Infection and Immunity, 2020
The pulmonary immune response protects healthy individuals against Pneumocystis pneumonia (PcP). However, the immune response also drives immunopathogenesis in patients who develop severe PcP, and it is generally accepted that optimal treatment requires combination strategies that promote fungal killing and also provide effective immunomodulation. The anti-inflammatory drug sulfasalazine programs macrophages for enhanced Pneumocystis phagocytosis and also suppresses PcP-related immunopathogenesis. Anti-Pneumocystis antibody opsonizes Pneumocystis organisms for greater phagocytosis and may also mask antigens that drive immunopathogenesis. Thus, we hypothesized that combining antibody and sulfasalazine would have the dual benefit of enhancing fungal clearance while dampening immunopathogenesis and allow the rescue of severe PcP. To model a clinically relevant treatment scenario in mice, therapeutic interventions were withheld until clear symptoms of pneumonia were evident. When administered individually, both passive antibody and sulfasalazine improved pulmonary function and enhanced Pneumocystis clearance to similar degrees.
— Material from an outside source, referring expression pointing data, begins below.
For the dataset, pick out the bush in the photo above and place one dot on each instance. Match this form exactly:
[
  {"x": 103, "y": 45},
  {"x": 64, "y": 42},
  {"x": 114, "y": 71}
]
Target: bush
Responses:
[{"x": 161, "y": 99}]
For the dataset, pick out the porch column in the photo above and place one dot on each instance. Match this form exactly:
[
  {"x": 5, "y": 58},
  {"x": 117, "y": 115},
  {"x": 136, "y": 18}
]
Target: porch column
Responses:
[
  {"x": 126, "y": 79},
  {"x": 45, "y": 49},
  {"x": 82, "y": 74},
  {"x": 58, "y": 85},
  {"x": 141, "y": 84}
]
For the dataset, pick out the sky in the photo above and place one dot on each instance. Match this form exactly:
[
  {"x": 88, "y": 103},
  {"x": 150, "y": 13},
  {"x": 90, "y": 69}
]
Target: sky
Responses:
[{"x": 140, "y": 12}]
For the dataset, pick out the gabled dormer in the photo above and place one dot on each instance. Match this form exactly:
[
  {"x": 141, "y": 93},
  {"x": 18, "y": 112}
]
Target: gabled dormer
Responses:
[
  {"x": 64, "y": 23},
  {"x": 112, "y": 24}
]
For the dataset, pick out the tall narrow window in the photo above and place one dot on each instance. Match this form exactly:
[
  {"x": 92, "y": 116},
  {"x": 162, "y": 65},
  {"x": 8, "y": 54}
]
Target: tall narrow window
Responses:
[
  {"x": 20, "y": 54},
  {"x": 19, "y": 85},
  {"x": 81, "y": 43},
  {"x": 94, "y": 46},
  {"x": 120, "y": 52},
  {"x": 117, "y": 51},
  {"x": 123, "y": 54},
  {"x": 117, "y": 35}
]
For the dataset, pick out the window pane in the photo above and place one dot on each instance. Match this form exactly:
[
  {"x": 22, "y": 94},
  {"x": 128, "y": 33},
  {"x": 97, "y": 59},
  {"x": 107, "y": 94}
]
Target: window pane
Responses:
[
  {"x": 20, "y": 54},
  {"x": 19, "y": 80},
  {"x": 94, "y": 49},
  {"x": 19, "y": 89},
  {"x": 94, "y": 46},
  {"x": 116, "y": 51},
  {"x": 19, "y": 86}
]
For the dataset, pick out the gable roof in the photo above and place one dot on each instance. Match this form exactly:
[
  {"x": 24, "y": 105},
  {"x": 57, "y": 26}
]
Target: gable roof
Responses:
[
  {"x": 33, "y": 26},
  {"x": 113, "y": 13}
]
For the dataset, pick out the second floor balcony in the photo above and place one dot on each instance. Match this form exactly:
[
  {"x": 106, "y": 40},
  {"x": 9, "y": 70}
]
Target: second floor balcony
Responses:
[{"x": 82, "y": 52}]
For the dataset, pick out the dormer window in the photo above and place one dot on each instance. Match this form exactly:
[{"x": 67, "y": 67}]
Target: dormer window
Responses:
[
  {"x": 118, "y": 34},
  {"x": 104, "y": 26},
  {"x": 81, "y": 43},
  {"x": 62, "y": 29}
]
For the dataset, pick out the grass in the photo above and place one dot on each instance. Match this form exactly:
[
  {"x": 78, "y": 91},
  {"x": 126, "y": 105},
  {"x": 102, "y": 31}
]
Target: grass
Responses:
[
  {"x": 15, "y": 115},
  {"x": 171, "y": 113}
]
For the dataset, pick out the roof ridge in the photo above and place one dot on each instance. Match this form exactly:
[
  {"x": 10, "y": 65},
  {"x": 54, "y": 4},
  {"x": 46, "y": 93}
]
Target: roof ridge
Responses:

However, combination treatment with antibody and sulfasalazine produced a more rapid improvement, with recovery of body weight, a dramatic improvement in pulmonary function, reduced lung inflammation, and the rapid clearance of the Pneumocystis organisms. Accelerated fungal clearance in the combination treatment group was associated with a significant increase in macrophage phagocytosis of Pneumocystis. Both passive antibody and sulfasalazine resulted in the suppression of Th1 cytokines and a marked increase in lung macrophages displaying an alternatively activated phenotype, which were enhanced by combination treatment. Our data support the concept that passive antibody and sulfasalazine could be an effective and specific adjunctive therapy for PcP, with the potential to accelerate fungal clearance while attenuating PcP-associated immunopathogenesis.